The rupee is expected to open at 82.98-83.02 per US dollar, compared with a record low of 83.02 in the previous session. Large corporate dollar and custodial outflows had prompted a selloff in the currency toward the last one-and-a-half hour of trade on Wednesday, traders said.
The dollar’s broad strength and stop losses at 82.40, a level the Reserve Bank of India was likely protecting, accentuated the rupee’s decline.
The “saving grace” for the rupee after “yesterday’s meltdown” is that post regular trading hours, it was broadly flat at around the 83 level, a currency dealer at a Mumbai-based bank said.
“In initial trades, traders will be looking to assess how sticky this new big figure proves.” The selloff in US Treasuries resumed on Wednesday, pushing near-maturity and longer-maturity Treasury yields to fresh multi-year highs.
Yields had spiked despite a weak US housing report.

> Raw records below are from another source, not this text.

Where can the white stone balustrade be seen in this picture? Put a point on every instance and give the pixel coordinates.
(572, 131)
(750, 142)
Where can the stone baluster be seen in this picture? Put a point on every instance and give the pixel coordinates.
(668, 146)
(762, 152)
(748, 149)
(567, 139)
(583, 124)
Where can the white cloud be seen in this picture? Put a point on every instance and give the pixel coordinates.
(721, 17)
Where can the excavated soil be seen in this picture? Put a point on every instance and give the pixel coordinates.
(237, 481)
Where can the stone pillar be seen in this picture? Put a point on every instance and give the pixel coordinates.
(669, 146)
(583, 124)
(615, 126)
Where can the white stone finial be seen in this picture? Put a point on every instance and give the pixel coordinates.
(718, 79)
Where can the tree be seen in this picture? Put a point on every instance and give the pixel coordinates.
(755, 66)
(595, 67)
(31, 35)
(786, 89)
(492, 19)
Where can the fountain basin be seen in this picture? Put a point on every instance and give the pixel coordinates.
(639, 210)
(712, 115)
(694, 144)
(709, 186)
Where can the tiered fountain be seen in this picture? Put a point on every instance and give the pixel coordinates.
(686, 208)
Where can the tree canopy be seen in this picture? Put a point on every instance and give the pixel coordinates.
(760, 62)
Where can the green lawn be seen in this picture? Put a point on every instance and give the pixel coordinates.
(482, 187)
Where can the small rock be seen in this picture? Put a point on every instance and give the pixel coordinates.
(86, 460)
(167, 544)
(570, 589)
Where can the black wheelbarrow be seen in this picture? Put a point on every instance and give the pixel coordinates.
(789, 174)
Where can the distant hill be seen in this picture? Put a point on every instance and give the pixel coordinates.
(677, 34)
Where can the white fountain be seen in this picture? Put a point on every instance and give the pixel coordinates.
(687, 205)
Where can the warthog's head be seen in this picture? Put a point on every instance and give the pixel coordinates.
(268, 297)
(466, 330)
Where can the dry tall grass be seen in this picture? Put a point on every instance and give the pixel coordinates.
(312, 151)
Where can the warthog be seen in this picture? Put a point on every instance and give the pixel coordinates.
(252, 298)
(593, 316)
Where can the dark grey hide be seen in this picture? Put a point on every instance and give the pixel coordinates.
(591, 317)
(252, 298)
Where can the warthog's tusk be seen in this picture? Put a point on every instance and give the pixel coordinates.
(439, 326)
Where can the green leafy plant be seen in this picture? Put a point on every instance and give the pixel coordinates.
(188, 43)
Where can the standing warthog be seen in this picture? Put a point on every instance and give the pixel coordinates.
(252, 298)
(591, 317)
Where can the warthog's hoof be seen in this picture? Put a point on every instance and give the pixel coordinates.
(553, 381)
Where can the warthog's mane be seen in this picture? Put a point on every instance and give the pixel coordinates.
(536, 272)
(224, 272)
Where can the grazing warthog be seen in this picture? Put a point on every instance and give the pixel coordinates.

The bets on the US Fed to continue hiking rates aggressively got a boost after Minneapolis Fed President Neel Kashkari said underlying inflation pressures probably have not peaked yet.
Fed funds futures have priced in a near 94% chance of a 75 bps rate rise in November, and a 76% probability of another 75 bps increase in December, according to the CME FedWatch Tool.
The rise in yields and safe-haven demand catapulted the dollar index back to above the 113-levels.
The onshore Chinese yuan dropped to 7.2474 to the dollar, leading Asian currencies lower. US equity futures extended their decline and Asian shares were down 1% to 2.7%.